A timorous girl in a black and white uniform served dessert, lemon soufflé.

‘Certainly,’ said Adam. ‘Do you believe in God, sir?’

‘Get on with it, man,’ Hibbert said excavating fiercely with his spoon in the soufflé.

‘I ask because I cannot understand how you can support a regime that condones the destruction of churches and the murder of priests.’

‘Ah, the Irresponsibles; I thought we’d come to them,’ Stoppard remarked indulgently. He tasted his soufflé; his beard approved.

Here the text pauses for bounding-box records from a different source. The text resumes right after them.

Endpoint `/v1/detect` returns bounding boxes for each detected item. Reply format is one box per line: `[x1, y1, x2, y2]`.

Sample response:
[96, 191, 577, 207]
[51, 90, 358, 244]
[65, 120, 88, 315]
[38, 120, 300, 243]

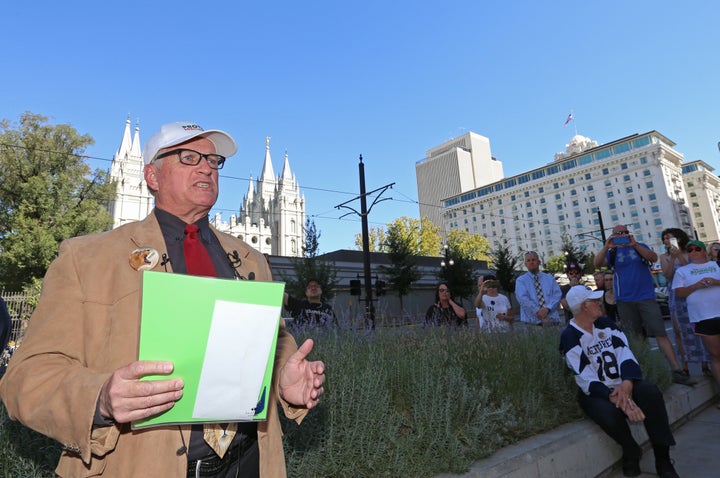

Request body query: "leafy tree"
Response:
[491, 238, 520, 294]
[561, 233, 595, 274]
[544, 254, 572, 274]
[0, 112, 115, 290]
[303, 217, 320, 257]
[380, 219, 420, 310]
[355, 216, 442, 256]
[447, 229, 491, 262]
[408, 216, 442, 256]
[439, 229, 490, 304]
[283, 218, 337, 300]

‘From February to June this year,’ Adam said, concentrating, ‘160 churches were burned. There were also 269 assassinations, 113 general strikes and 228 half-cocked ones. Spain was in a state of anarchy, so is it small wonder that generals such as Mola, Queipo de Llano and Franco and the rest decided to bring back stability?’

‘Did you do your homework on the way?’ Stoppard asked. He winked at Hibbert.

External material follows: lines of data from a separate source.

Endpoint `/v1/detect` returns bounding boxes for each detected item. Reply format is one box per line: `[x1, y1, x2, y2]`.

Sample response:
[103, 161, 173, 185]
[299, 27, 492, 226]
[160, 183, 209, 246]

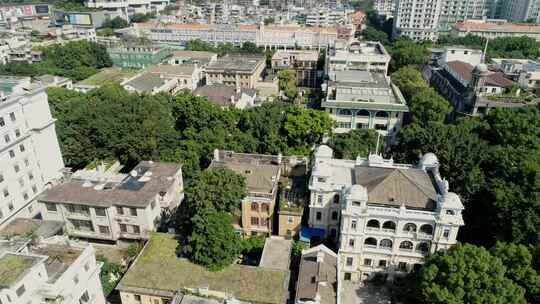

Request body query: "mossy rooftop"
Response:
[0, 254, 38, 288]
[118, 233, 288, 303]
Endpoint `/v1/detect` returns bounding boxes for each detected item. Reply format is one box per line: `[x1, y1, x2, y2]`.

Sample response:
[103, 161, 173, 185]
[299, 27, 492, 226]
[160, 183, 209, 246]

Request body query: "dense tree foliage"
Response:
[176, 167, 246, 270]
[328, 129, 378, 159]
[180, 210, 241, 271]
[438, 35, 540, 59]
[278, 70, 298, 101]
[0, 41, 112, 80]
[490, 243, 540, 303]
[401, 244, 526, 304]
[49, 85, 332, 179]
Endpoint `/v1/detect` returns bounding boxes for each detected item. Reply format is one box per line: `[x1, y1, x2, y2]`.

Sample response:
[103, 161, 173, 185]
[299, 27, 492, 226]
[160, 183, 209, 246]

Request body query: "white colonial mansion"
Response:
[309, 146, 464, 281]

‘As a matter of fact I did. It was inevitable that you would talk about non-intervention. But there’s nothing to stop anyone intervening. Not even you, sir.’

Hibbert said irrelevantly, ‘John Cornford’s fighting with the International Brigades. And Sommerfield. And Esmond Romilly, Churchill’s nephew.’

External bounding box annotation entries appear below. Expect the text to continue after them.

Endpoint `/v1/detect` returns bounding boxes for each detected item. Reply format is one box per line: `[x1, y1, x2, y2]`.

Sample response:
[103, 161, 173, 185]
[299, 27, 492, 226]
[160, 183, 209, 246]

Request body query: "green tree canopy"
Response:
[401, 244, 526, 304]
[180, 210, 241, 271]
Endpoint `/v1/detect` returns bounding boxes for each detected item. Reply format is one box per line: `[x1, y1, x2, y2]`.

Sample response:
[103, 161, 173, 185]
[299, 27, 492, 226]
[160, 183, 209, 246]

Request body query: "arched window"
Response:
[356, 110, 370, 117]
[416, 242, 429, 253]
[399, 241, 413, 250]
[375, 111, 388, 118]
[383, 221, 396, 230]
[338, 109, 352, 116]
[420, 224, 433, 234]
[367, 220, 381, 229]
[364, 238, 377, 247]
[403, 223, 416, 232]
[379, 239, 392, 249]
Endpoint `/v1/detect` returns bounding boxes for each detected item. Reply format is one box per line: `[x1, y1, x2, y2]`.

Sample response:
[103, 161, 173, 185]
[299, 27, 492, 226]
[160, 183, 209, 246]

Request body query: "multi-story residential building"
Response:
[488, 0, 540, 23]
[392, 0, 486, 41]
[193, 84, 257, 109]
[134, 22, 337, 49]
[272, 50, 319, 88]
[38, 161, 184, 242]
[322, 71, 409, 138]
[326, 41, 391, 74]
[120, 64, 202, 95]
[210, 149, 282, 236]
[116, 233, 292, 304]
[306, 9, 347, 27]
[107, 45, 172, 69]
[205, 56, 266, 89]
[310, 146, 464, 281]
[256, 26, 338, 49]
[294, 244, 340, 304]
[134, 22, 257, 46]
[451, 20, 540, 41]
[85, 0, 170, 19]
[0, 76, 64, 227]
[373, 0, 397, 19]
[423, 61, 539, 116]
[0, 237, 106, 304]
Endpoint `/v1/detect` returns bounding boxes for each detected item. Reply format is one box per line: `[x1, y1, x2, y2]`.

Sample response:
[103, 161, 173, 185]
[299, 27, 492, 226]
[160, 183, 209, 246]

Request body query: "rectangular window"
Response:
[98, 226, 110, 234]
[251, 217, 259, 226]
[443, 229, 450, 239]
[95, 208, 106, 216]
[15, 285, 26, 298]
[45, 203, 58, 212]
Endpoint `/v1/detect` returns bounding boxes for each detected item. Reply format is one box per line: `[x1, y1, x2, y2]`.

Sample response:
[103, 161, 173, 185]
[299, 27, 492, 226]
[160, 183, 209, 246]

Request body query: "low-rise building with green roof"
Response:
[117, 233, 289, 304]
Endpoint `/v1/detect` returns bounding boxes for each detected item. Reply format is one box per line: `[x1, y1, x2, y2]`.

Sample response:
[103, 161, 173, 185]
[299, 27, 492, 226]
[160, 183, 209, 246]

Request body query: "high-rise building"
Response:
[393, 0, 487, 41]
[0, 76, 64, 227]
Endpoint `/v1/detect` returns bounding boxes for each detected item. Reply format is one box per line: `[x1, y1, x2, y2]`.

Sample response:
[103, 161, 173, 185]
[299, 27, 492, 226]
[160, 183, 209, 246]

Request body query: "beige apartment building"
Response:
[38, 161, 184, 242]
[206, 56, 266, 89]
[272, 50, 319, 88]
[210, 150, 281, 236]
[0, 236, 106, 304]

‘A pity they’re fighting on the wrong side.’

‘Are you a Fascist, Adam? A blackshirt?’ Hibbert asked.

‘What I am,’ Adam said, watching Kate lick lemon soufflé from her upper lip and wondering about her breasts beneath her silk dress, ‘is anti-Communist. We all know what’s happened in Russia – a worse tyranny than before. Do we want that in Spain?’

Stoppard laid down his spoon and addressed his class. What we were witnessing in Spain, he told them, was an exercise in European Fascism. Hitler wanted to assist Spain so that he could establish bases there for the next war and help himself to the country’s iron ore. Mussolini was helping because he wanted to control the Mediterranean. And both wanted to test their planes, their guns and their tanks. If they, the enemies of the future, were championing the Fascists, why should not Britain aid the Republicans?

Adam, who had learned at Cambridge never to answer a question directly, said, ‘What is so different between Fascism and Communism?’

The third silence of the evening. Kate took a cigarette from her case and tapped it on one painted fingernail.